The Wall Street Journal reports Fracking Has Had No ‘Widespread’ Impact on Drinking Water, EPA Finds. A senior official from the office of research and development said:
“Hydraulic fracturing activities in the U.S. are carried out in a way that have not led to widespread, systematic impact on drinking water resources … In fact, the number of documented impacts to drinking water is relatively low when compared to the number of fractured wells.”
The risk is in proper construction of the wellbore as it passes through the water table. I’ve previously learned there is an outer casing liner which is sealed in concrete. Then the well bore is placed inside the casing. It is sealed with another round of concrete-like material, which prevents water from moving, should it get through the other concrete and steel in the bore.

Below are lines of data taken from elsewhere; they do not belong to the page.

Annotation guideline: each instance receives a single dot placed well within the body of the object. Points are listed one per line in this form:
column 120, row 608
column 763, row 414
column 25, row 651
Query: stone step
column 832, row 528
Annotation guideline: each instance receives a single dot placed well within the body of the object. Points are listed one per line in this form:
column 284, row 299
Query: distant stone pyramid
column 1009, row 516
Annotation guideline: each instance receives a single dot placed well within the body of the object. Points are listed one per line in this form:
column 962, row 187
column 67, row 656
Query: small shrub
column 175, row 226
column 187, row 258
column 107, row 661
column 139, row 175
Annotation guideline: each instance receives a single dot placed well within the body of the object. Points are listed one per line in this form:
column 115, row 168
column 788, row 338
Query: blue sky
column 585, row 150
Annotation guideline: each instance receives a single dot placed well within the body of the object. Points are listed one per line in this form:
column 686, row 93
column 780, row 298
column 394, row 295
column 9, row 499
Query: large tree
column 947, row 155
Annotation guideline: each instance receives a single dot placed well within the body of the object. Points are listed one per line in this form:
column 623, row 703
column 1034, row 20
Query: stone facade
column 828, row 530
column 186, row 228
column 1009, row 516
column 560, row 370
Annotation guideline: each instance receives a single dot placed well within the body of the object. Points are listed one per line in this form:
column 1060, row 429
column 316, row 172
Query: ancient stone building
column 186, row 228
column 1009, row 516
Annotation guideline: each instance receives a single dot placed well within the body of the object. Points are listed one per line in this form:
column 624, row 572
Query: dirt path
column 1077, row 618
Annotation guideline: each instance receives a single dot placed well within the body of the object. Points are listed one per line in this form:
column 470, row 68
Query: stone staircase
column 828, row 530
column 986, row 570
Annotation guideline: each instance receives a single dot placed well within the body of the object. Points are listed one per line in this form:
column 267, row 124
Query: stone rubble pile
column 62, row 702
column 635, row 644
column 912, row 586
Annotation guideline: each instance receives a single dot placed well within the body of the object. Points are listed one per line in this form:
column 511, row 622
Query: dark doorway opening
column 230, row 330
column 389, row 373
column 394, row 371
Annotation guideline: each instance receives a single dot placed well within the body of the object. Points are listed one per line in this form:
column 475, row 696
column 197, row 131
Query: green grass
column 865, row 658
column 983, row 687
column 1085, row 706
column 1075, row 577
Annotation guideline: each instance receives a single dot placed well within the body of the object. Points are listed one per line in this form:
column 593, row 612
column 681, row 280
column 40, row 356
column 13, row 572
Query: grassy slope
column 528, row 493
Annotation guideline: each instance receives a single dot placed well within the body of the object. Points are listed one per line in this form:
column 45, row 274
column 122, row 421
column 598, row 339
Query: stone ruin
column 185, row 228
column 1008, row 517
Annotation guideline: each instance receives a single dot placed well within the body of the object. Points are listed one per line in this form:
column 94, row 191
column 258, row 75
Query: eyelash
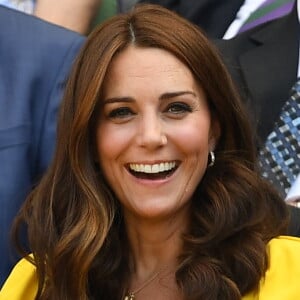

That near-surface drilling risk is completely separate from hydraulic fracturing operations. That risk is present for conventional oil and even geothermal energy. That risk has been present for 100 years.
It is generally believed the EPA was looking for a reason to restrict shale oil and shale gas. If a four-year study, presumably trying to do so, could not find any systemic risk or actual widespread danger, I think we can all agree it is now a settled conclusion that fracking is safe.
The Wall Street Journal editorial staff agree. They are impressed by The EPA Fracking Miracle.
They point out the already well-known agenda of the EPA
… The agency has yearned for an excuse to take over fracking regulation from the states, which do the job well. So if there was so much as a sliver of evidence that fracking was dangerous, the EPA would have found it. …
From their report, we can assume the EPA didn’t find any evidence of danger.
This shows the bans on fracking in New York, Maryland, Vermont, and California were fear-based when imposed and are now unjustified and unwarranted.
Other reports
- Politico – EPA: Fracking’s no big threat to water
- NPR – EPA Finds No Widespread Drinking Water Pollution From Fracking – An official from the American Petroleum Institute says the report agrees with what the oil industry has been saying for a long time.
- Mother Jones – EPA: Fracking Doesn’t Pose “Widespread, Systemic” Danger to Drinking Water
The science is settled
Let me see if I can formulate the inflammatory rhetoric correctly. I try to avoid polemics, so this doesn’t come natural. Maybe I can figure it out:
Fracking is safe. After an exhaustive study, the EPA said so. You don’t want to deny science do you?
…
…
Well, after reading a few on-line articles, I guess some people want to do so.
Consider the mere headline of this report: Long-Awaited EPA Study Says Fracking Pollutes Drinking Water.
Text of article points to the conceptual possibility of water contamination. Article does acknowledge that there have only been isolated cases of water contamination.
However by the end of the heavy-handed article, activists are quoted as saying there are “hundreds of peer-reviewed studies” that prove fracking should be banned completely and there are hundreds of proved contamination incidents which support a blanket statement that fracking is poisoning our drinking water.
The headline writer and author apparently didn’t read the same report everyone else did. Or perhaps they wish to deny the now-settled science.